Conduct an analysis of how news coverage on a particular topic ranges by city and in time. This project would focus on using the Natural Language Tool Kit (NLTK) within python to compare various news sources (online newspapers) regarding similarity and differences of word choice, tone, and vocabulary used in describing one current event topic, for example bitcoin across time, for example two sets of months. The idea is to compare these texts and determine if different cities have a different perspective on a current events topic. Bitcoin is just one example of a recent topic that can be tracked in popularity across time as well in regards to how authors/news sources in different cities present the idea.
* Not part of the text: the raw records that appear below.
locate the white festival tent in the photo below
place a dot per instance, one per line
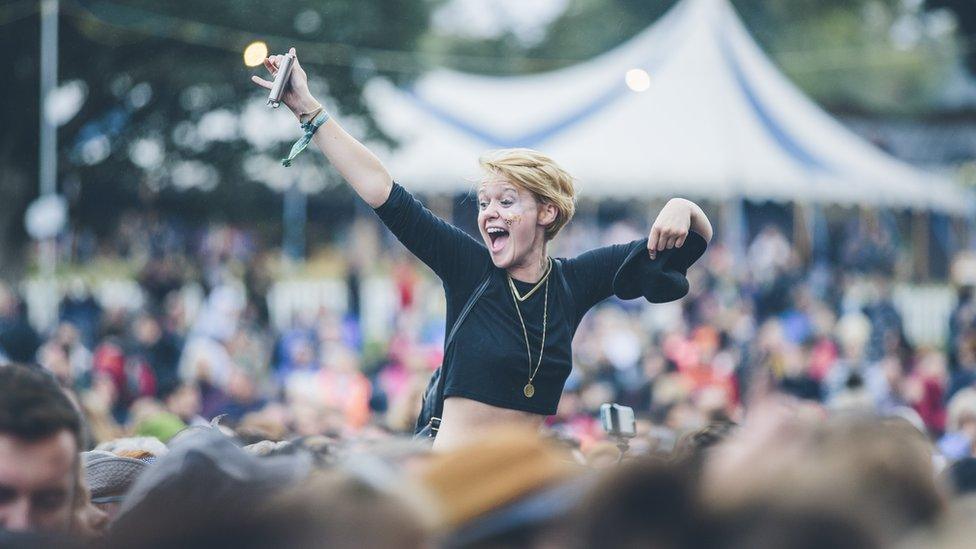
(717, 120)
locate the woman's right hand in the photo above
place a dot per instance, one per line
(296, 96)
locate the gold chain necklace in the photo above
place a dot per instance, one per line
(529, 389)
(545, 278)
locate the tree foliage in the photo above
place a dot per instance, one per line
(154, 71)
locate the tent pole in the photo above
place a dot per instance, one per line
(920, 244)
(734, 231)
(802, 232)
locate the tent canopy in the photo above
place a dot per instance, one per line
(715, 119)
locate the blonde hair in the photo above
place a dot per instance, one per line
(538, 174)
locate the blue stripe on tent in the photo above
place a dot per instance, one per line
(535, 137)
(528, 140)
(779, 134)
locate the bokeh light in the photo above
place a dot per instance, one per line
(255, 53)
(637, 79)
Given its’ rise in popularity in recent years with prices for bitcoins rising ever steadily to what some might call unimaginable highs (possible bubble) the aim of this project would seek to identify how different cities might view the same event from different perspectives. 

Intended data sources

Data sources might include publicly (or through NYU’s library databases) available news sources from website for example the Los Angeles Times, the New York Post, the Chicago Tribune, and the Washington Post.  The idea behind selecting these newspapers is that they are not specialized to the financial sector like the Wall Street Journal, or Barron’s, and are not considered national newspapers like the New York Times.

Intended methodology

After collecting corpus for each city, python libraries like nltk and matplotlib would be utilized to count the frequency of specific words and display them in a graph by city. Comparing relative frequencies of special keywords for example in a visualization of a matplotlib plot would allow the reader / researcher to identify where coverage of a particular subject -bitcoin as an example- may be more favorable or less favorable. Another approach might be to the NetworkX library in python to create a graph of certain topics within articles categorized by cities to determine clusters of similar topics and compare these graphs across cities to how coverage differs based on the nodes in the graph. 

Deliverables 

Deliverables will comprise of a notebook with python code, as well as visualizations embedded in a paper analyzing coverage patterns by city across time.